Harare - South Africa is the most favoured destination and hub for tech startup funders in Africa, a new report has shown.
Startups across Africa have raised as much as $185.7m in 2015, according to the African Tech Start-ups Funding Report released on Monday by Disrupt Africa.
“2015 was an exciting year for African tech start-ups. Our data shows the increasing vibrancy of our ecosystem, with more quality tech startups, and more investor activity than ever before,” said Gabriella Mulligan, co-founder of Disrupt Africa.
Of all the startups surveyed that raised $187.5m in investment funding, 36% are from SA, 24% from Nigeria and 14.4% are from Kenya.
The report further showed that SA is ahead of Nigeria and Kenya in terms of the tech startup funding raised in 2015. SA startups raised $54 568 000, Nigerian start-ups received over $49 404 000; while Kenyan start-ups raised about $47 365 000.
The solar sector was the most attractive for investors as it accounts for about 32.9% of total funds raised. The financial technology sector was closely behind with 29.6%.
African tech startups
“These are … numbers, showing real growth in the amount of funding available to African tech startups, but in reality they are merely the tip of the iceberg,” said Tom Jackson, co-founder of Disrupt Africa.
“There will have been many funding rounds across the continent that have taken place quietly. We expect to see further growth in 2016,” he added.

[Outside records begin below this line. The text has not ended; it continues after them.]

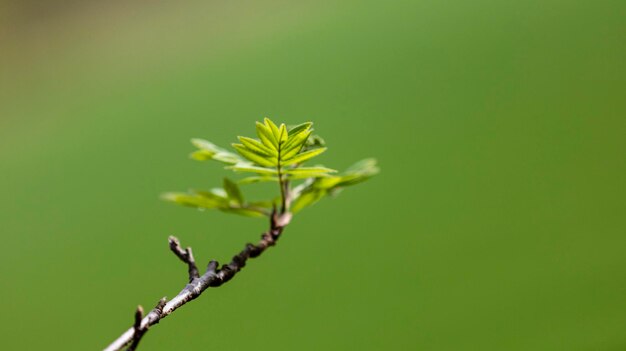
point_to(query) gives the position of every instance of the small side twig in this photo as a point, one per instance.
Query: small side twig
(141, 328)
(213, 277)
(186, 256)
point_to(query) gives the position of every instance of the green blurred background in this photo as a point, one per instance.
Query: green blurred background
(497, 223)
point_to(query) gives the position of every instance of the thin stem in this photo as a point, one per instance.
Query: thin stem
(213, 277)
(282, 183)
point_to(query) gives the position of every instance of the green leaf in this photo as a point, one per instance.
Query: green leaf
(302, 170)
(233, 191)
(259, 159)
(283, 135)
(266, 136)
(272, 127)
(301, 157)
(308, 172)
(294, 144)
(257, 146)
(300, 128)
(246, 167)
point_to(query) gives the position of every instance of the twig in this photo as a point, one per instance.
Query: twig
(213, 277)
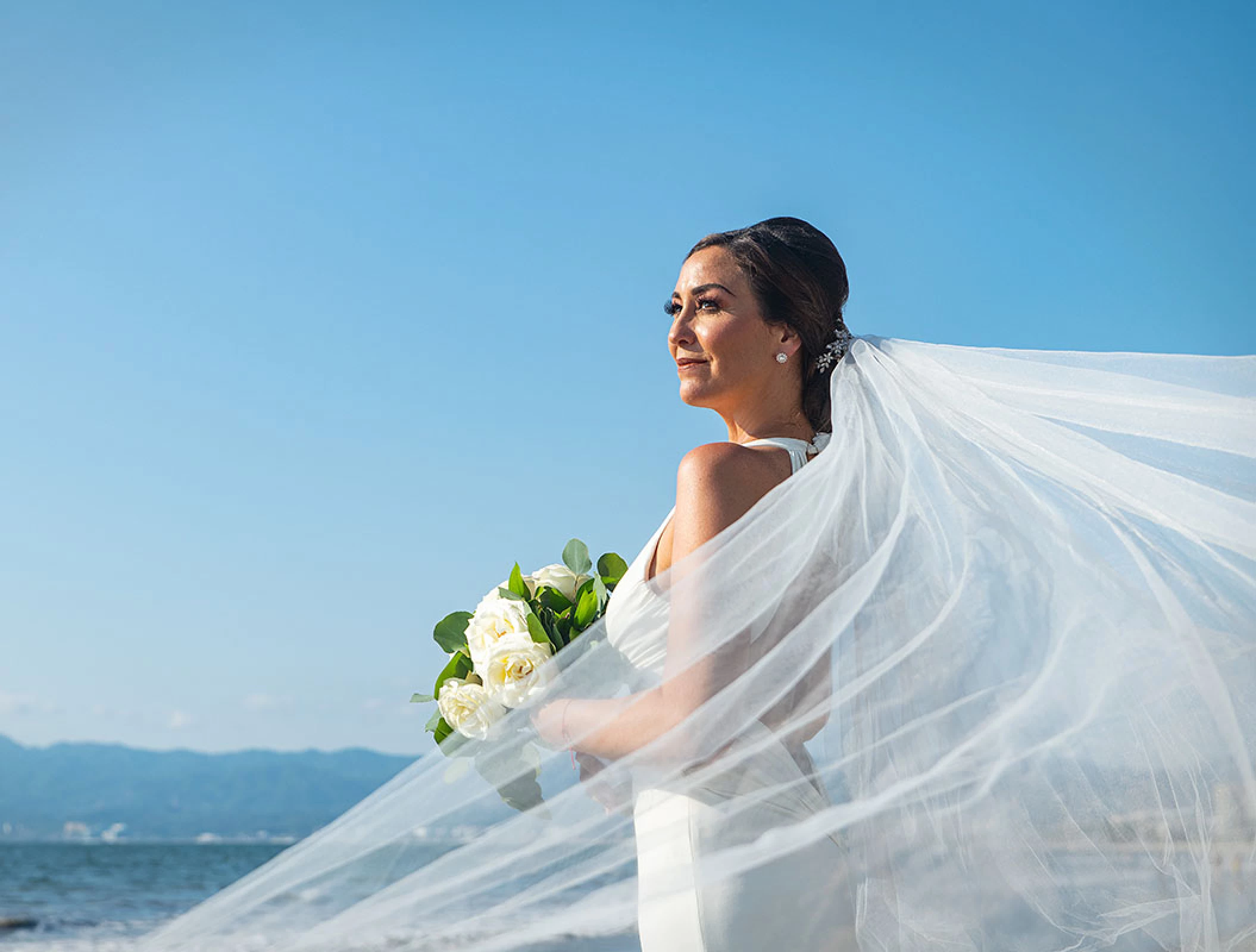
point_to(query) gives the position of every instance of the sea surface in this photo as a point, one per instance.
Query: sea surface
(102, 897)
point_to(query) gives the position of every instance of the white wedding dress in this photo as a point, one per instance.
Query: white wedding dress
(682, 904)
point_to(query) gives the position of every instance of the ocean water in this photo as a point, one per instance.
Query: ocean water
(89, 893)
(102, 897)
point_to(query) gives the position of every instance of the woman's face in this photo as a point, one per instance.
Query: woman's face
(717, 325)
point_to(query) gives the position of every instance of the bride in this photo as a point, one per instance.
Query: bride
(945, 649)
(757, 330)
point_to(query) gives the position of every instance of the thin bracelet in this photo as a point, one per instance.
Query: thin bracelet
(567, 741)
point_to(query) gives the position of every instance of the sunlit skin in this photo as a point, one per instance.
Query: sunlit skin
(716, 321)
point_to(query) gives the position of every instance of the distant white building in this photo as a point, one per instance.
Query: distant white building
(76, 831)
(115, 833)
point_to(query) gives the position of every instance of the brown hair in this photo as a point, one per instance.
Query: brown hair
(799, 279)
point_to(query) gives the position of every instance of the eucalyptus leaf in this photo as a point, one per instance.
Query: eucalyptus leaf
(553, 598)
(587, 609)
(576, 557)
(451, 631)
(537, 630)
(517, 583)
(612, 568)
(459, 667)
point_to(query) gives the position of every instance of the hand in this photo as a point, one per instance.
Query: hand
(548, 721)
(613, 797)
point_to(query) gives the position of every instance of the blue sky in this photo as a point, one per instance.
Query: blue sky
(317, 317)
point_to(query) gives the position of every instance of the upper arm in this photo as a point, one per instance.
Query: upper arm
(716, 484)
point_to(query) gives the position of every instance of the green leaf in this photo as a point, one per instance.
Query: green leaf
(612, 568)
(553, 598)
(549, 622)
(459, 667)
(517, 583)
(537, 630)
(451, 631)
(586, 609)
(521, 793)
(576, 557)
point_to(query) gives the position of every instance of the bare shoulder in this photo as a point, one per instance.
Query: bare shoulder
(716, 484)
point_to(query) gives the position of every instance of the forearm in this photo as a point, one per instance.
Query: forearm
(617, 726)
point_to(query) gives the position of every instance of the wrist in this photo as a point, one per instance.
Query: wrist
(563, 734)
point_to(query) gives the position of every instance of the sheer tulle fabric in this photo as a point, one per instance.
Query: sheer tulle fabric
(1005, 626)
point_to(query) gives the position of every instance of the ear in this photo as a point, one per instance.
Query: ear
(785, 338)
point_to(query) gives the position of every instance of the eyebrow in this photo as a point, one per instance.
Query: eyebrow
(707, 288)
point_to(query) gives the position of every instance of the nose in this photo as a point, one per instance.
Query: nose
(681, 332)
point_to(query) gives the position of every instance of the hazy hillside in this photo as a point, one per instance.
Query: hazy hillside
(180, 794)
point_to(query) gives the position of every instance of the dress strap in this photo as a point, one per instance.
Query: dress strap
(798, 450)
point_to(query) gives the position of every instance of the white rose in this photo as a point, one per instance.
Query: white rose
(493, 619)
(467, 707)
(517, 669)
(560, 577)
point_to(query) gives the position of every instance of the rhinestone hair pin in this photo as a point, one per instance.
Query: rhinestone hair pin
(837, 348)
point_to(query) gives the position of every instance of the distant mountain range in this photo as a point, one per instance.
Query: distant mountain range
(88, 789)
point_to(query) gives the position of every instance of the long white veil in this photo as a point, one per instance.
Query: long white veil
(1017, 588)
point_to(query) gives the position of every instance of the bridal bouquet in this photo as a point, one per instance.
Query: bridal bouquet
(500, 654)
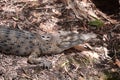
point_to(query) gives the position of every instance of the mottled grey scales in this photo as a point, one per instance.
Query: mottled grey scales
(25, 43)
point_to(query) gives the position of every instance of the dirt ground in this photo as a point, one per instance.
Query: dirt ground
(48, 16)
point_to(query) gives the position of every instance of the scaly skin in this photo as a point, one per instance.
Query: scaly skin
(24, 43)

Other African countries that are attractive for tech startup funders are Egypt, Ghana, and Tanzania. The increase in funding available is in line with rapid tech developments and advancements that are happening across the African continent.
Earlier this year, international research firm Gartner said it was looking for African tech startups to showcase their projects at the Aspiring Innovators Programme at the annual Gartner Symposium/ITxpo Africa in Cape Town in September.
Gartner said it was looking for African based tech startups that are still in their early stages and employ fewer than 50 employees. Selected solutions would have to support B2B (business to business) and corporate B2C (business to consumer) systems and already have at least two clients.
Despite revelations that more and more funding is being channelled toward tech startups in Africa, analysts say “a lot more other start-ups are folding up” because they lack access to funding that enables them to get off the ground.